Davis's casting was publicised in June 2010, alongside the announcement of the O'Connor family. Green reported that Davis was joined by Gary Cargill and Alex Fletcher playing Sinead's father Rob and stepmother Diane O'Connor respectively, while the role of sibling Finn O'Connor had been given to Connor Wilkinson. Green added that the family would be under threat from Diane's desire to conceive a child via IVF. Marquess was excited about the family because they would bring a "dramatic storyline" to the show.

==Development==
In July 2012, Hollyoaks teamed up with L'Oréal Paris to promote their "Feria hair colour" brand and in exchange give Sinead a make-over. The cosmetic company announced the news via their website stating that they had transformed Sinéad's hair "from glossy brunette into fiery red". The character was shown wanting a new look prior to a trip to Abersoch to "give herself an extra boost of confidence". Hollyoaks also released a video to profile Davis having the treatment applied to her hair.

Davis later told a reporter from K9 magazine that she liked Sinéad's "feisty nature" but felt she became quieter in 2012.

Sinead begins a romance with Bart McQueen (Jonny Clarke) but Diane does not approve. They decide that the only solution to be together is running away. Davis told Collinson that Diane does not want Bart in Sinead's life so they go to Wales. To begin with they find excitement in staying in a bed and breakfast but "then obviously as time goes on it gets a lot harder". As the money runs out they start struggling. She stated that the only good thing for Bart and Sinead is that they have each other, forming a "Romeo and Juliet" pairing. They take jobs at a fairground but they find themselves in a predicament as they "bicker" but ultimately reconcile due to love. Diane tracks them down and attempts to convince Sinead to return home. Davis explained that the duo have "got no money, they’re hungry, Sinead just wants a bath and to see her friends. It's a cliffhanger whether she goes home and has all those luxuries and doesn’t get to be with Bart, or she stays with nothing."

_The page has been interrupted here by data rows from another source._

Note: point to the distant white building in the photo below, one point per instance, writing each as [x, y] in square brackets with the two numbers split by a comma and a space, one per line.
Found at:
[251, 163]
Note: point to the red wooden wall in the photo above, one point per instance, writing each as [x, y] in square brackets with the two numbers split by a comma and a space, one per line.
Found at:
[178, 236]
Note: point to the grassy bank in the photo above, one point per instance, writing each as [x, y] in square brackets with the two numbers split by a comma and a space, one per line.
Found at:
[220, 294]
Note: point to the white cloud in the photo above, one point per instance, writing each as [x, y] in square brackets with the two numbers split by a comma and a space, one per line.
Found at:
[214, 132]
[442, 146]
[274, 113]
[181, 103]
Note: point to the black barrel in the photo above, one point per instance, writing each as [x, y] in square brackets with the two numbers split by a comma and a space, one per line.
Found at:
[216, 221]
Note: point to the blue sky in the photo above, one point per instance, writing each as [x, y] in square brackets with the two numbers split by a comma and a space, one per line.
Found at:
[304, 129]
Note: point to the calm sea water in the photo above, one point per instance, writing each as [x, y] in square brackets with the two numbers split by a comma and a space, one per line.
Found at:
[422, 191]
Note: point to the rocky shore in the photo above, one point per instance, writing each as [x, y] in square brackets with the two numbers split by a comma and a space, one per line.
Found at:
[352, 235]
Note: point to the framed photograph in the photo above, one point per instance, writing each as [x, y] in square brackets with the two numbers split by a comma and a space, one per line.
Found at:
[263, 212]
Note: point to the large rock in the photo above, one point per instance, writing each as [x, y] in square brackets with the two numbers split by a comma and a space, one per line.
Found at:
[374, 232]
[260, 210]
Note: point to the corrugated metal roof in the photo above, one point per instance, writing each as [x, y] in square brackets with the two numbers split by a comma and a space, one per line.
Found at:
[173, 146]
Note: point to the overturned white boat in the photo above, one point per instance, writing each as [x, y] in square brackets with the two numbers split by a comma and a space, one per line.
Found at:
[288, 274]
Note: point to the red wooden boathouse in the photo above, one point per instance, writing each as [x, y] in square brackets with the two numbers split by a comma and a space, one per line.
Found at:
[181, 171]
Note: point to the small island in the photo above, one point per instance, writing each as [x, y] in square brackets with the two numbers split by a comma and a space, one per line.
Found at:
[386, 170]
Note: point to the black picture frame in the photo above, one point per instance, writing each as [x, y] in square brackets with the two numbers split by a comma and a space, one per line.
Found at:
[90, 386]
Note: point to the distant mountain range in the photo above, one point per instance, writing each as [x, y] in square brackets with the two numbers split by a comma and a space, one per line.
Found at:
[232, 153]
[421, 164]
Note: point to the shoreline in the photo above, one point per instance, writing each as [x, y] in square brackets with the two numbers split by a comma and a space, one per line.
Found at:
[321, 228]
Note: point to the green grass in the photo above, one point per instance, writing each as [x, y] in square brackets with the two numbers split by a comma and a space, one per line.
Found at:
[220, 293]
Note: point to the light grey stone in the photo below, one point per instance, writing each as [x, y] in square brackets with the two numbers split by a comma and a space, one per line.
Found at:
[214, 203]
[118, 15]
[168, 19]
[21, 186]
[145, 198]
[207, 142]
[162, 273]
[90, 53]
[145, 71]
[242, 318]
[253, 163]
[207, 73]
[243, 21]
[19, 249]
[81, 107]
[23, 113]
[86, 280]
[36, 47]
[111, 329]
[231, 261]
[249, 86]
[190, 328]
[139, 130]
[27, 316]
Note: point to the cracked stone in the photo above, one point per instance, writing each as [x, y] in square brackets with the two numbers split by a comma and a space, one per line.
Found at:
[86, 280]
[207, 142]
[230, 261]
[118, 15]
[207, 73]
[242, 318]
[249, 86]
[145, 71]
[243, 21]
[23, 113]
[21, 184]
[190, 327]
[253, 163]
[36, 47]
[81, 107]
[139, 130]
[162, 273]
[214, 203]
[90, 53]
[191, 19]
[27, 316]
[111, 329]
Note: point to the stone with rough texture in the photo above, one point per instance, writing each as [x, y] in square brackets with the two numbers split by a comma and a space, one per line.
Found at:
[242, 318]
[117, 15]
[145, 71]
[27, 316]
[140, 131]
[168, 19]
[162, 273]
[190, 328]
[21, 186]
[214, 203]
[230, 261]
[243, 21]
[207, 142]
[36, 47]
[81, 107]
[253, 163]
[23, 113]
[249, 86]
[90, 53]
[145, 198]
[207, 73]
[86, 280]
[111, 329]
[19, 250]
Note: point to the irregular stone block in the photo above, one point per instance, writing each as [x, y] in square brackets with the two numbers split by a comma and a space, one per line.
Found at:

Davis sympathised with her character because she understood the feeling of wanting to be with someone who may not be suitable. Off-screen she had formed a good rapport with Clarke, claimed to know him "inside out" and therefore did not find their kissing scenes weird to film. She added that extras working on the show believe their on-screen chemistry so much that they suggested they should be together in reality.

===Departure===
On 16 July 2015, it was reported by Digital Spy that Stephanie Davis would not be filming any further scenes in her role as Sinead after show bosses decided to terminate her contract. A Hollyoaks spokesperson told Digital Spy: "Stephanie Davis will no longer be filming Hollyoaks. Her contract has been terminated with immediate effect. Her agent later stated that "Stephanie's contract was terminated following warnings for lateness, attendance and after a final incident in which she turned up to set unfit to work because of alcohol consumption". Her final scenes aired on 18 September 2015.

=== Reintroduction ===
On 21 May 2018, it was announced that Davis would reprise her role as Sinead. The character will return in scenes broadcast in October. Davis was excited to return to the soap and looked forward to returning to the process of being in the show. Executive producer Bryan Kirkwood expressed his delight at Davis's return and called Sinead "a brilliant and vibrant character who the audience love". Justin Harp from Digital Spy called her return "perhaps the most surprising soap casting of the year thus far".

==Reception==
For her portrayal of Sinead, Davis received a "Serial Drama Performance" nomination at the 2012 National Television Awards. She was also nominated for the "Sexiest Female" award in the British Soap Awards but lost out to Michelle Keegan of Coronation Street. In 2014, Davis was nominated for the "Best Actress" award and "Best Dramatic Performance" at The British Soap Awards for her portrayal of Sinead.

Justin Harp from Digital Spy called the news of Sinead's reintroduction "the most surprising soap casting of the year". In 2023, Stephen Patterson from Metro wrote that Sinead featured in "some truly harrowing and compelling storylines" across her two stints, calling Davis a "soap icon" who turned "in some truly spectacular and award-worthy performances".